Les thérapies comportementales combinent des modèles d’apprentissage variés pour expliquer et modifier les comportements problématiques, en utilisant des exercices actifs visant à réduire les symptômes.

2. Conditionnement classique

Notions clés & Définitions

  • Conditionnement classique : Forme d'apprentissage où un stimulus neutre (SN) devient capable de déclencher une réponse (réponse conditionnelle) après avoir été associé à un stimulus inconditionnel (SI) qui provoque une réponse inconditionnelle (Réponse inconditionnelle). Pavlov (1890) a été le pionnier de cette théorie.

  • Stimulus neutre (SN) : Stimulus qui, au départ, ne provoque aucune réponse spécifique. Il devient un stimulus conditionné après association avec un stimulus inconditionnel. Pavlov a utilisé ce concept dans ses expériences avec les chiens.

  • Stimulus inconditionnel (SI) : Stimulus qui, sans apprentissage préalable, déclenche une réponse réflexe (réponse inconditionnelle). Par exemple, la nourriture qui provoque la salivation chez le chien.

  • Réponse inconditionnelle : Réaction réflexe déclenchée naturellement par un stimulus inconditionnel, sans apprentissage préalable. Exemple : salivation en réponse à la nourriture.

  • Conditionnement pavlovien : Processus par lequel un stimulus neutre devient un stimulus conditionnel capable de provoquer une réponse conditionnelle après association répétée avec un stimulus inconditionnel. Pavlov (1890) a illustré ce processus avec ses expériences sur les chiens.

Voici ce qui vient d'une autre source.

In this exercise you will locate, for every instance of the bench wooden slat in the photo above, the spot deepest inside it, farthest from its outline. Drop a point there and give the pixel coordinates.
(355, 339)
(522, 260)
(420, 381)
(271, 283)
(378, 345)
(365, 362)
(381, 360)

  • Expérience du petit Albert : Étude menée par Watson (1920) pour conditionner une peur chez un bébé en associant un stimulus neutre (rat blanc) à un stimulus effrayant (son fort), entraînant une réponse de peur généralisée.

Points essentiels

  • Le conditionnement classique repose sur l’association répétée entre un stimulus neutre (SN) et un stimulus inconditionnel (SI).
  • Après plusieurs associations, le SN devient un stimulus conditionnel capable de déclencher une réponse conditionnelle, semblable à la réponse inconditionnelle.
  • La réponse conditionnelle (RC) est une réaction apprise, différente de la réponse inconditionnelle (RIC), qui est réflexe.
  • L’expérience du petit Albert montre que ce processus peut s’appliquer chez l’humain, en conditionnant des réponses de peur.
  • Pavlov a découvert que chez l’animal, la salivation pouvait être conditionnée par un stimulus neutre (cloche) associé à la nourriture.
  • La généralisation peut survenir lorsque la réponse conditionnée se produit aussi à des stimuli semblables au stimulus conditionnel.

À retenir

Le conditionnement pavlovien montre que des réponses réflexes peuvent être modifiées ou créées par l’association répétée d’un stimulus neutre à un stimulus inconditionnel, permettant d’expliquer l’apprentissage de comportements automatiques.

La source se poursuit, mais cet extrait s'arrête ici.